Les gens qui pensaient qu'on pourrait, pour quelque temps encore, quand on parlerait de l'Ukraine, faire l'économie du terme "crimes de guerre" doivent être bien déçus, les pauvres. Mais ce qui peut les réconforter, c'est la pensée qu'après tout, être accusé de crimes de guerre, ce n'est pas si terrible que ça. Des crimes de guerre, il y en a eu aussi - récemment, moins récemment et, qui sait? il y en a peut-être encore - au Yémen, en Irak, au Liban, en Syrie, au Soudan (je me demande si je n'en oublie pas) et on n'en fait pas toute une histoire. Certains souhaiteraient que les crimes de guerre soient imprescriptibles, comme le sont déjà leurs copains les crimes contre l'humanité: mais que se passe-t-il si on les oublie, si on se met à penser à autre chose? Il y a tant de choses auxquelles il faut penser.

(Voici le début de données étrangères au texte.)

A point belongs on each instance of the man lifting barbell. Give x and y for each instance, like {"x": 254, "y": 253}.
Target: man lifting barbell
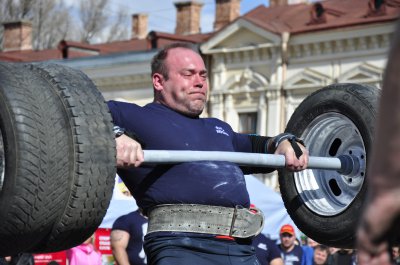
{"x": 199, "y": 211}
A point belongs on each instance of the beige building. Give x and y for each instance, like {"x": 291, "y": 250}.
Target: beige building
{"x": 262, "y": 64}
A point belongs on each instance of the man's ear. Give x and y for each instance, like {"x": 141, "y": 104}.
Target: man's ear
{"x": 158, "y": 81}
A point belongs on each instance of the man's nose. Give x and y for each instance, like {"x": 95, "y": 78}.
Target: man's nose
{"x": 199, "y": 81}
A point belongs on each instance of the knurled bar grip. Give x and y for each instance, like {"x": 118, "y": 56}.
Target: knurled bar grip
{"x": 243, "y": 159}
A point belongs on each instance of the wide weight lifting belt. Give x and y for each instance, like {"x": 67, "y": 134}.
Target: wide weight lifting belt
{"x": 195, "y": 218}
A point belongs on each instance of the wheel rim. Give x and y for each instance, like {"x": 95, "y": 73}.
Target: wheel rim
{"x": 327, "y": 192}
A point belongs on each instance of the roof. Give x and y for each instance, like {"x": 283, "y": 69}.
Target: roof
{"x": 296, "y": 18}
{"x": 73, "y": 49}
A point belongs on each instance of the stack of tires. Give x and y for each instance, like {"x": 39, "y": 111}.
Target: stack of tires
{"x": 57, "y": 158}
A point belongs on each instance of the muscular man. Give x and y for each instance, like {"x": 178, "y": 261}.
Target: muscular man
{"x": 196, "y": 210}
{"x": 127, "y": 239}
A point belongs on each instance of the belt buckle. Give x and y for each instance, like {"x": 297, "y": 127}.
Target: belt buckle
{"x": 235, "y": 214}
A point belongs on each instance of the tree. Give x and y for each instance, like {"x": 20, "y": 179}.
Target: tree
{"x": 52, "y": 21}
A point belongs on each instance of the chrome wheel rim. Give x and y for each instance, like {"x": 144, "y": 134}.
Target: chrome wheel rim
{"x": 327, "y": 192}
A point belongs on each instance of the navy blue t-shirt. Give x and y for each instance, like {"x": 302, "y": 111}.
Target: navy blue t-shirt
{"x": 266, "y": 249}
{"x": 207, "y": 182}
{"x": 136, "y": 225}
{"x": 293, "y": 257}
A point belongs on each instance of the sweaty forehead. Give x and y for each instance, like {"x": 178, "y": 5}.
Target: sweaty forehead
{"x": 184, "y": 58}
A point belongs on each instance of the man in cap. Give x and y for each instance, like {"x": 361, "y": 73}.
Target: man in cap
{"x": 291, "y": 253}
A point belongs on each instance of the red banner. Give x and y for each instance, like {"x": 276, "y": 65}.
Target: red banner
{"x": 103, "y": 244}
{"x": 44, "y": 259}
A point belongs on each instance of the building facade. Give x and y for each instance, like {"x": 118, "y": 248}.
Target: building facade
{"x": 264, "y": 63}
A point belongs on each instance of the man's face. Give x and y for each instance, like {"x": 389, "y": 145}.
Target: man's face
{"x": 320, "y": 256}
{"x": 287, "y": 240}
{"x": 186, "y": 88}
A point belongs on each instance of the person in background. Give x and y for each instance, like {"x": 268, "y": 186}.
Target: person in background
{"x": 84, "y": 254}
{"x": 127, "y": 236}
{"x": 291, "y": 253}
{"x": 267, "y": 251}
{"x": 343, "y": 257}
{"x": 321, "y": 254}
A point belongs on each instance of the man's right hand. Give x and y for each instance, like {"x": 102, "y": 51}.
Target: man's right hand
{"x": 129, "y": 152}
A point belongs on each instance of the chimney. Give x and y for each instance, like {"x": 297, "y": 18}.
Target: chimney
{"x": 226, "y": 11}
{"x": 17, "y": 36}
{"x": 285, "y": 2}
{"x": 139, "y": 26}
{"x": 188, "y": 17}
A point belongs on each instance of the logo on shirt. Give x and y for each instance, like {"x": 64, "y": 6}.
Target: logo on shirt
{"x": 220, "y": 130}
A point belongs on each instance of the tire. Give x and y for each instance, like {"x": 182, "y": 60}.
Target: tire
{"x": 338, "y": 119}
{"x": 31, "y": 155}
{"x": 92, "y": 150}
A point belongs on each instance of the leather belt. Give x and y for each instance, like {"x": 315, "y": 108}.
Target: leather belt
{"x": 195, "y": 218}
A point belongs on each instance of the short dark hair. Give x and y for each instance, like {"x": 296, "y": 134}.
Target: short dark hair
{"x": 158, "y": 61}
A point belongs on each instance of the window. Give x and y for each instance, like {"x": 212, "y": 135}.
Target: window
{"x": 248, "y": 122}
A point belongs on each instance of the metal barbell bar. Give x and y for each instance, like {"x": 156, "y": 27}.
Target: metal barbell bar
{"x": 344, "y": 164}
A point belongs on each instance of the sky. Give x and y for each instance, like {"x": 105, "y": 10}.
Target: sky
{"x": 162, "y": 13}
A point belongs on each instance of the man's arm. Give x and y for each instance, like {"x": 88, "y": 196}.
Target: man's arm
{"x": 129, "y": 152}
{"x": 119, "y": 243}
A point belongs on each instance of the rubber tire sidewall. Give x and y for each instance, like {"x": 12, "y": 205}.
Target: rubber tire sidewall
{"x": 358, "y": 103}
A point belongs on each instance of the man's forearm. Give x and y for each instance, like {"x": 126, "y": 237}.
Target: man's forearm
{"x": 121, "y": 257}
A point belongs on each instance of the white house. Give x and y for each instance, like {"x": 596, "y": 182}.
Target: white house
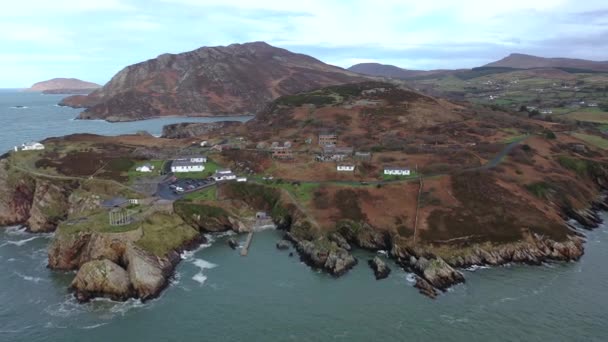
{"x": 145, "y": 168}
{"x": 345, "y": 168}
{"x": 187, "y": 166}
{"x": 397, "y": 171}
{"x": 193, "y": 159}
{"x": 223, "y": 175}
{"x": 31, "y": 146}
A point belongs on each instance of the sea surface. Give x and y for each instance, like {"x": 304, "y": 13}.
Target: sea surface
{"x": 217, "y": 295}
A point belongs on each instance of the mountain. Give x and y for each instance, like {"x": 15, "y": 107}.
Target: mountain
{"x": 385, "y": 70}
{"x": 232, "y": 80}
{"x": 64, "y": 86}
{"x": 521, "y": 61}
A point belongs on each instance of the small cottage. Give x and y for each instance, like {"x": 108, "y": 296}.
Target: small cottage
{"x": 186, "y": 166}
{"x": 145, "y": 168}
{"x": 193, "y": 159}
{"x": 31, "y": 146}
{"x": 345, "y": 167}
{"x": 328, "y": 139}
{"x": 397, "y": 171}
{"x": 223, "y": 175}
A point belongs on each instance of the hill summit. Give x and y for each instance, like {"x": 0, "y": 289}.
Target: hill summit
{"x": 225, "y": 80}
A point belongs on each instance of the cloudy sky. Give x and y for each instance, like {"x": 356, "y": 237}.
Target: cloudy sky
{"x": 94, "y": 39}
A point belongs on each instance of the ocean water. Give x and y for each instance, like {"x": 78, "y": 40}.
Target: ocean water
{"x": 217, "y": 295}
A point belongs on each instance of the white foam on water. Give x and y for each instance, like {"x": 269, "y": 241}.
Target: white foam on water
{"x": 69, "y": 307}
{"x": 476, "y": 268}
{"x": 16, "y": 230}
{"x": 202, "y": 265}
{"x": 411, "y": 278}
{"x": 20, "y": 243}
{"x": 94, "y": 326}
{"x": 29, "y": 278}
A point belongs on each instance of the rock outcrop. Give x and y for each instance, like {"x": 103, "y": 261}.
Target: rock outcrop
{"x": 283, "y": 245}
{"x": 233, "y": 80}
{"x": 17, "y": 195}
{"x": 192, "y": 130}
{"x": 330, "y": 258}
{"x": 50, "y": 206}
{"x": 101, "y": 278}
{"x": 148, "y": 274}
{"x": 64, "y": 86}
{"x": 381, "y": 270}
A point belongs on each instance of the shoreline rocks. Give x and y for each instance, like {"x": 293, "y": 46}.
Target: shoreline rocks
{"x": 101, "y": 278}
{"x": 333, "y": 259}
{"x": 381, "y": 270}
{"x": 283, "y": 245}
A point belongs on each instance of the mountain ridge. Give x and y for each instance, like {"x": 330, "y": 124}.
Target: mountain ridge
{"x": 238, "y": 79}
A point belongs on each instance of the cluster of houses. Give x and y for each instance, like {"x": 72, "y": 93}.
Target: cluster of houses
{"x": 30, "y": 146}
{"x": 189, "y": 164}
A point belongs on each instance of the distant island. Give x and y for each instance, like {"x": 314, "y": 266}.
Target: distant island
{"x": 68, "y": 86}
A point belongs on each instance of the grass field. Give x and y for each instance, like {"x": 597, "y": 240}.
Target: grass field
{"x": 207, "y": 194}
{"x": 593, "y": 140}
{"x": 158, "y": 167}
{"x": 596, "y": 116}
{"x": 210, "y": 168}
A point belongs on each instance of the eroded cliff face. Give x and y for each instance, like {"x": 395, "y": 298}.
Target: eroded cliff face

Pas de démenti, pas de controverse, pas de rétropédalage de ministre ni de surenchère de directeur de la communication au sujet de la mort du professeur Montagnier (vibrionnant tarabusteur de virus), de Mark Lanegan de Queens of the Stone Age, de Gary Brooker de Procol Harum, de Jacques Abeille et d'Angélica Gorodischer: ils vont rester morts et on n'y pourra rien. Oui, Angélica Gorodischer aussi (comme Abeille, je l'ai su avec retard), il faudra qu'on en reparle, elle avait des choses intéressantes à dire, entre autres sur les empires et sur l'hubris de leurs dirigeants. 

Fichu mois de Février.



samedi 26 février 2022

Danse, danse

 Personne ne pouvait imaginer, à l'aube de ce jour funeste, 

que notre affaire tournerait aussi mal.

Jacques Abeille


Hum. Depuis un moment déjà je jouais avec l'idée de vous écrire (rien que pour vous), pour compléter le trop bref hommage que je lui ai rendu au début du mois, un billet sur Le Cycle des Contrées, de Jacques Abeille. Ou, pourquoi pas, soyons fous, une série de billets: c'est qu'il y a de la matière! Pas loin de deux mille pages au total dans l'édition grand format du Tripode. J'en étais encore à relire Les Barbares et La Barbarie, quand, soudain, un doute m'est venu: le moment est-il bien choisi pour vous parler de livres qui racontent tout du long l'histoire d'un pays où l'on s'attend, des années durant, à subir une invasion, et puis, un jour, on se réveille, et les envahisseurs sont là?  Comment en parler avec tact?     La vie met parfois un peu trop de zèle à imiter l'art.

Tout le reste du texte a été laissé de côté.